At first I was disappointed that there were no sparks, since I’ve been fascinated with all kinds of textile art for so long. But now I know. It’s kind of like the welding class I took last year. I thought for sure I was going to become a metal artist, but no, the only sparks that day were on the metal.
And so, with all of the things I thought I might love to do now off the table, I am opening to the unknown, to wider possibilities, new energies, and unfathomable opportunities.
Meanwhile, I have gotten my hands back into glue and water, and it is truly my happy place. I had a vision of decoupaging hearts, so I ordered some plastic, fillable hearts, and have made two Full Hearts for friends using their words of the year. (If you’d like me to make you one, I am taking orders.)

I know this is a challenging time of in-between for a lot of people. Almost everyone I talk to seems to be, in one way or another, between what was, and the unknown future. Hobbies that we used to find engaging are no longer interesting, activities we once enjoyed seem like too big a hassle to organize, and we’re just not sure how to reconnect with the world, or ourselves.
It’s as if we’ve outgrown our before-lives, but we have no idea what we want next.
Instead of getting caught in the angst of those extremes, can you simply breathe yourself into this present moment? Because, in the present moment, it is OK to not know. It is OK to not want to do the things you did before. It is OK to take time to feel your way back to yourself.
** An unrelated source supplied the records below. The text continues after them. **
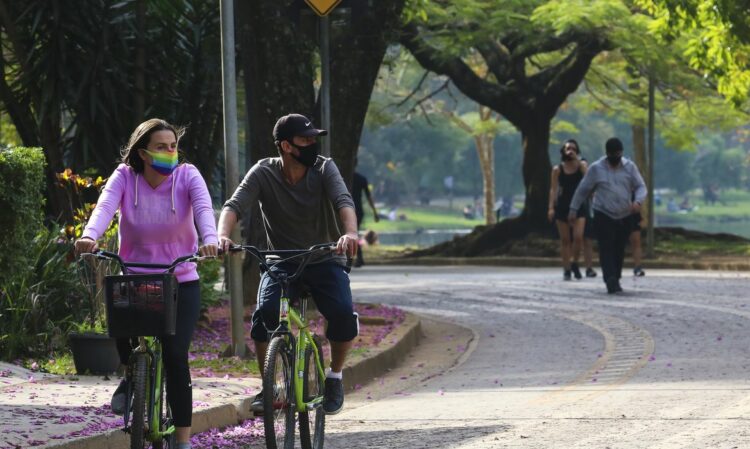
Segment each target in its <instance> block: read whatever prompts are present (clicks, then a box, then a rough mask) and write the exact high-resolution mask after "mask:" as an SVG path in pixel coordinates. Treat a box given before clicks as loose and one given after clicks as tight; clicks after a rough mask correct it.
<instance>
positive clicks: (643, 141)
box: [630, 125, 651, 226]
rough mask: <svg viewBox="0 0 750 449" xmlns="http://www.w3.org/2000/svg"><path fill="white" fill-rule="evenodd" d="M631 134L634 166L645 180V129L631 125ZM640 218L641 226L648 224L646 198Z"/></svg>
mask: <svg viewBox="0 0 750 449" xmlns="http://www.w3.org/2000/svg"><path fill="white" fill-rule="evenodd" d="M630 128H631V130H632V133H633V157H634V159H635V164H636V165H637V166H638V169H639V170H640V172H641V176H642V177H643V179H646V174H647V173H648V162H647V161H648V158H647V157H646V129H645V128H644V127H643V126H640V125H631V127H630ZM641 216H642V217H643V219H644V223H643V225H644V226H645V225H646V223H648V221H649V219H650V218H651V217H649V216H648V197H646V201H644V203H643V205H642V206H641Z"/></svg>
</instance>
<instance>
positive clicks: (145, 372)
mask: <svg viewBox="0 0 750 449" xmlns="http://www.w3.org/2000/svg"><path fill="white" fill-rule="evenodd" d="M132 370H133V372H132V376H133V409H132V410H133V416H132V420H131V423H130V449H144V448H145V447H146V446H147V441H146V434H147V432H148V431H147V429H146V427H147V426H146V423H147V420H148V411H147V410H146V408H147V407H148V403H147V402H146V396H147V395H146V385H147V383H148V382H147V376H148V355H147V354H143V353H139V354H136V355H135V360H134V362H133V365H132Z"/></svg>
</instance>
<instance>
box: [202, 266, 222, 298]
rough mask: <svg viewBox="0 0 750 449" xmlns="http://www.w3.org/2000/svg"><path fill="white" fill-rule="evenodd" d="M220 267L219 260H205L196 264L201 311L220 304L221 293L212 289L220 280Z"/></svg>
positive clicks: (215, 290)
mask: <svg viewBox="0 0 750 449" xmlns="http://www.w3.org/2000/svg"><path fill="white" fill-rule="evenodd" d="M221 265H222V262H221V261H220V260H219V259H206V260H203V261H201V262H200V263H198V276H200V286H201V307H202V308H203V309H206V308H209V307H215V306H218V305H219V304H221V293H222V292H221V291H218V290H216V289H215V288H214V285H216V283H217V282H219V281H220V280H221Z"/></svg>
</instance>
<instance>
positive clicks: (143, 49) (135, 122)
mask: <svg viewBox="0 0 750 449" xmlns="http://www.w3.org/2000/svg"><path fill="white" fill-rule="evenodd" d="M135 29H136V33H135V73H134V74H133V78H134V83H133V84H134V86H133V87H135V91H134V92H133V109H134V110H133V115H134V117H133V128H135V127H136V126H138V125H139V124H141V122H143V119H144V115H145V113H146V37H145V34H146V0H136V2H135Z"/></svg>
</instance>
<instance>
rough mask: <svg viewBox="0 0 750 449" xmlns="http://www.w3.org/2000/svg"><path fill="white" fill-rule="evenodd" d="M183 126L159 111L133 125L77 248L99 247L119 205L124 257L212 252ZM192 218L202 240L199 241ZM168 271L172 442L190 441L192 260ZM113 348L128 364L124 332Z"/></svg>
mask: <svg viewBox="0 0 750 449" xmlns="http://www.w3.org/2000/svg"><path fill="white" fill-rule="evenodd" d="M183 134H184V129H183V128H178V127H175V126H173V125H171V124H169V123H167V122H166V121H164V120H161V119H150V120H147V121H145V122H143V123H141V124H140V125H138V127H137V128H136V129H135V131H133V133H132V134H131V136H130V139H129V140H128V144H127V145H126V146H125V148H123V150H122V164H120V165H119V166H118V167H117V168H116V169H115V171H114V172H113V173H112V175H111V176H110V177H109V180H108V181H107V184H106V186H105V187H104V190H103V191H102V194H101V195H100V197H99V202H98V203H97V205H96V208H95V209H94V212H93V213H92V215H91V219H90V220H89V222H88V224H87V225H86V228H85V229H84V231H83V235H82V237H81V238H80V239H79V240H78V241H76V243H75V249H76V253H78V254H80V253H88V252H92V251H94V250H95V249H96V248H97V245H96V241H97V239H98V238H99V237H101V236H102V234H103V233H104V231H105V230H106V229H107V227H108V226H109V223H110V221H111V220H112V217H113V216H114V214H115V212H116V211H117V210H118V209H119V211H120V217H119V255H120V257H121V258H122V259H123V260H124V261H126V262H141V263H155V264H159V263H162V264H169V263H171V262H172V261H173V260H174V259H175V258H177V257H179V256H184V255H186V254H191V253H195V252H199V253H200V254H201V255H202V256H216V255H217V253H218V240H217V235H216V224H215V219H214V214H213V207H212V204H211V197H210V196H209V194H208V188H207V187H206V183H205V181H204V180H203V177H202V176H201V174H200V173H199V172H198V170H197V169H196V168H195V167H194V166H193V165H190V164H187V163H183V164H180V163H178V153H177V143H178V141H179V139H180V137H182V135H183ZM196 226H197V228H198V229H197V231H199V232H200V236H201V239H202V242H203V246H201V247H200V248H199V246H198V233H197V232H196ZM132 271H133V272H154V271H158V270H148V269H137V268H133V269H132ZM174 273H175V275H176V277H177V281H178V282H179V290H178V303H177V328H176V333H175V335H173V336H164V337H163V339H162V343H163V348H164V355H163V356H164V367H165V370H166V375H167V376H166V377H167V399H168V401H169V405H170V407H171V409H172V413H173V416H174V424H175V427H176V432H175V437H176V440H177V449H189V448H190V427H191V424H192V423H191V420H192V402H193V399H192V395H193V392H192V385H191V379H190V369H189V365H188V350H189V348H190V341H191V339H192V335H193V330H194V329H195V324H196V322H197V321H198V315H199V313H200V285H199V282H198V272H197V270H196V265H195V264H194V263H185V264H182V265H179V266H178V267H177V268H176V269H175V272H174ZM117 350H118V353H119V355H120V361H121V362H122V363H123V364H127V363H128V359H129V357H130V355H131V353H132V346H131V342H130V339H127V338H124V339H118V340H117ZM127 391H128V380H127V378H125V379H123V380H122V381H121V382H120V385H119V386H118V387H117V390H115V393H114V395H113V396H112V410H113V411H114V412H115V413H117V414H123V413H124V412H125V410H126V408H127V407H126V405H127V402H128V400H129V398H127V397H126V396H127V394H126V392H127Z"/></svg>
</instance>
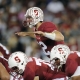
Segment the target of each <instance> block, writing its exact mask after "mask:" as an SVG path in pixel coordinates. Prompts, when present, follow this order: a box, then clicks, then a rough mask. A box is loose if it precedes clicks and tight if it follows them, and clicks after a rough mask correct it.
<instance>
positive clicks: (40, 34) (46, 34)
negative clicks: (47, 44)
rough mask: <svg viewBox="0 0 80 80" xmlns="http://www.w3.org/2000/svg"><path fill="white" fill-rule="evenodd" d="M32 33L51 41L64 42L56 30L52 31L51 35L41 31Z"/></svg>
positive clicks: (45, 32)
mask: <svg viewBox="0 0 80 80" xmlns="http://www.w3.org/2000/svg"><path fill="white" fill-rule="evenodd" d="M34 33H35V34H39V35H41V36H44V37H47V38H49V39H51V40H56V41H63V40H64V36H63V34H62V33H61V32H60V31H58V30H54V31H53V32H51V33H50V32H42V31H36V32H34Z"/></svg>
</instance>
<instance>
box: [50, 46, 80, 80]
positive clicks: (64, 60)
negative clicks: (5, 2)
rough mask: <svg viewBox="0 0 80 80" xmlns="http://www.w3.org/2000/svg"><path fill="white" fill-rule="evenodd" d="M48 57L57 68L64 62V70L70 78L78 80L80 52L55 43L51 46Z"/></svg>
mask: <svg viewBox="0 0 80 80" xmlns="http://www.w3.org/2000/svg"><path fill="white" fill-rule="evenodd" d="M53 53H54V54H53ZM50 59H51V63H52V64H53V65H56V66H57V67H58V68H61V67H62V66H63V64H65V68H64V69H65V70H64V71H65V73H66V75H67V76H68V77H71V80H80V62H79V61H80V52H78V51H70V49H69V48H68V46H66V45H57V46H54V47H53V48H52V50H51V54H50Z"/></svg>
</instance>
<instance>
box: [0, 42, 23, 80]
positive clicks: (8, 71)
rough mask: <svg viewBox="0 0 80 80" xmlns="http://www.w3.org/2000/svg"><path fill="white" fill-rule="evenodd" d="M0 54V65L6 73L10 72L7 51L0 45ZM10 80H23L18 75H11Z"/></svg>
mask: <svg viewBox="0 0 80 80" xmlns="http://www.w3.org/2000/svg"><path fill="white" fill-rule="evenodd" d="M0 52H1V53H2V54H3V56H0V63H2V65H3V66H4V67H5V68H6V70H7V71H8V73H10V72H11V69H10V68H9V67H8V57H9V56H10V53H9V50H8V49H7V48H6V47H5V46H4V45H2V44H1V43H0ZM10 80H24V79H23V77H21V76H20V75H16V74H13V73H12V75H11V76H10Z"/></svg>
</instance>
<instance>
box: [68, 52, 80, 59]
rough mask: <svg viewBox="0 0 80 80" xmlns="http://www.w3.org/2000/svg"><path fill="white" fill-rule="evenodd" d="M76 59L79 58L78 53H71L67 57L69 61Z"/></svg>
mask: <svg viewBox="0 0 80 80" xmlns="http://www.w3.org/2000/svg"><path fill="white" fill-rule="evenodd" d="M77 57H80V52H78V51H71V53H70V54H69V56H68V58H69V59H76V58H77Z"/></svg>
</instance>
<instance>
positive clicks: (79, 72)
mask: <svg viewBox="0 0 80 80" xmlns="http://www.w3.org/2000/svg"><path fill="white" fill-rule="evenodd" d="M65 71H66V74H67V75H68V76H70V77H71V76H78V75H80V52H77V51H73V52H71V54H70V55H69V56H68V58H67V62H66V69H65Z"/></svg>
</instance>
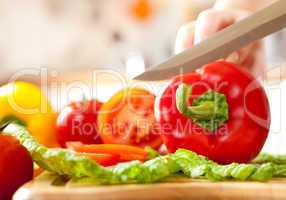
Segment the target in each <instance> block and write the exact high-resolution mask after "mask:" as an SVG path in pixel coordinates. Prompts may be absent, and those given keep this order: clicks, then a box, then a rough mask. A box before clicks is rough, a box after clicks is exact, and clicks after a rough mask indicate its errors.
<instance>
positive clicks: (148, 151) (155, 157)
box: [144, 146, 160, 160]
mask: <svg viewBox="0 0 286 200" xmlns="http://www.w3.org/2000/svg"><path fill="white" fill-rule="evenodd" d="M144 150H145V151H146V152H147V153H148V160H150V159H153V158H156V157H158V156H160V154H159V152H158V151H156V150H155V149H153V148H152V147H150V146H146V147H145V148H144Z"/></svg>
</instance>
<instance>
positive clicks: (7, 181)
mask: <svg viewBox="0 0 286 200" xmlns="http://www.w3.org/2000/svg"><path fill="white" fill-rule="evenodd" d="M0 149H1V151H0V199H1V200H9V199H11V198H12V195H13V193H14V192H15V191H16V190H17V189H18V187H20V186H21V185H22V184H24V183H25V182H27V181H29V180H32V178H33V161H32V158H31V156H30V154H29V152H28V151H27V150H26V149H25V148H24V147H23V146H22V145H21V144H20V143H19V142H18V141H17V140H16V139H15V138H13V137H11V136H4V135H0Z"/></svg>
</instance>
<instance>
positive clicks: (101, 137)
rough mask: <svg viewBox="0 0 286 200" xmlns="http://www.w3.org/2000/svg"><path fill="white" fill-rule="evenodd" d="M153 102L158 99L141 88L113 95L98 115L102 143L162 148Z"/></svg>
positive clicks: (143, 89) (147, 91)
mask: <svg viewBox="0 0 286 200" xmlns="http://www.w3.org/2000/svg"><path fill="white" fill-rule="evenodd" d="M154 101H155V96H154V95H153V94H151V93H150V92H148V91H146V90H144V89H141V88H127V89H124V90H121V91H119V92H118V93H116V94H115V95H114V96H112V97H111V98H110V99H109V101H107V102H106V103H104V104H103V105H102V107H101V109H100V114H99V116H98V127H99V130H100V136H101V138H102V140H103V142H104V143H111V144H127V145H134V146H139V147H144V146H151V147H153V148H158V147H160V145H161V144H162V141H161V138H160V135H159V130H158V129H157V127H156V120H155V116H154Z"/></svg>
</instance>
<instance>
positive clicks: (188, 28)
mask: <svg viewBox="0 0 286 200" xmlns="http://www.w3.org/2000/svg"><path fill="white" fill-rule="evenodd" d="M250 14H252V13H251V12H249V11H246V10H216V9H209V10H205V11H203V12H201V13H200V14H199V16H198V18H197V20H196V21H193V22H190V23H188V24H186V25H184V26H183V27H181V28H180V29H179V31H178V34H177V39H176V46H175V52H176V53H179V52H181V51H184V50H185V49H187V48H190V47H192V46H194V45H196V44H198V43H200V42H201V41H203V40H205V39H206V38H208V37H210V36H212V35H213V34H215V33H216V32H218V31H220V30H222V29H224V28H226V27H227V26H230V25H232V24H234V23H236V22H237V21H239V20H241V19H243V18H245V17H247V16H249V15H250ZM223 59H224V60H226V61H229V62H233V63H236V64H239V65H241V66H242V67H244V68H246V69H248V70H249V71H251V72H252V73H253V74H254V75H255V76H258V75H262V74H263V71H264V69H265V58H264V48H263V44H262V42H261V41H257V42H254V43H252V44H250V45H248V46H246V47H244V48H242V49H240V50H238V51H236V52H233V53H232V54H230V55H229V56H228V57H226V58H223Z"/></svg>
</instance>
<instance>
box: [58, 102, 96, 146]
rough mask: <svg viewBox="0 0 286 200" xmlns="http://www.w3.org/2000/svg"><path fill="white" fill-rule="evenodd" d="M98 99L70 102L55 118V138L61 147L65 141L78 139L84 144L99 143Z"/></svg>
mask: <svg viewBox="0 0 286 200" xmlns="http://www.w3.org/2000/svg"><path fill="white" fill-rule="evenodd" d="M100 106H101V103H100V102H99V101H95V100H92V101H84V102H76V103H72V104H70V105H69V106H67V107H65V108H64V109H63V110H62V111H61V112H60V114H59V116H58V118H57V139H58V142H59V144H60V145H61V146H62V147H65V144H66V142H69V141H80V142H83V143H85V144H98V143H101V139H100V136H99V134H98V129H97V114H98V110H99V108H100Z"/></svg>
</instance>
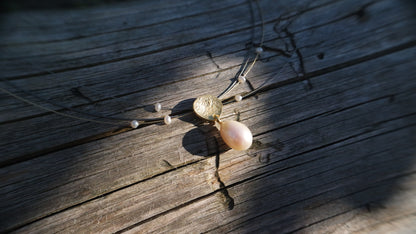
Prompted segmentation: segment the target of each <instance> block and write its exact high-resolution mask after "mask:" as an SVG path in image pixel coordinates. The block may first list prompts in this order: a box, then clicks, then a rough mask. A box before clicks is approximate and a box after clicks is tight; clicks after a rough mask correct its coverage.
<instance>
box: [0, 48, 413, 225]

This time of in-between can be an opportunity to slow down, to notice where you no longer want to expend and share your energies, and pay attention to things that are winking at you from the sidelines.
Give yourself time. Find ways to let go of needing to know, and enjoy the mystery. Be curious without expectations. Say yes to the things that take you to your soft edge. Trust that when you get to the end of all you know, you will fly.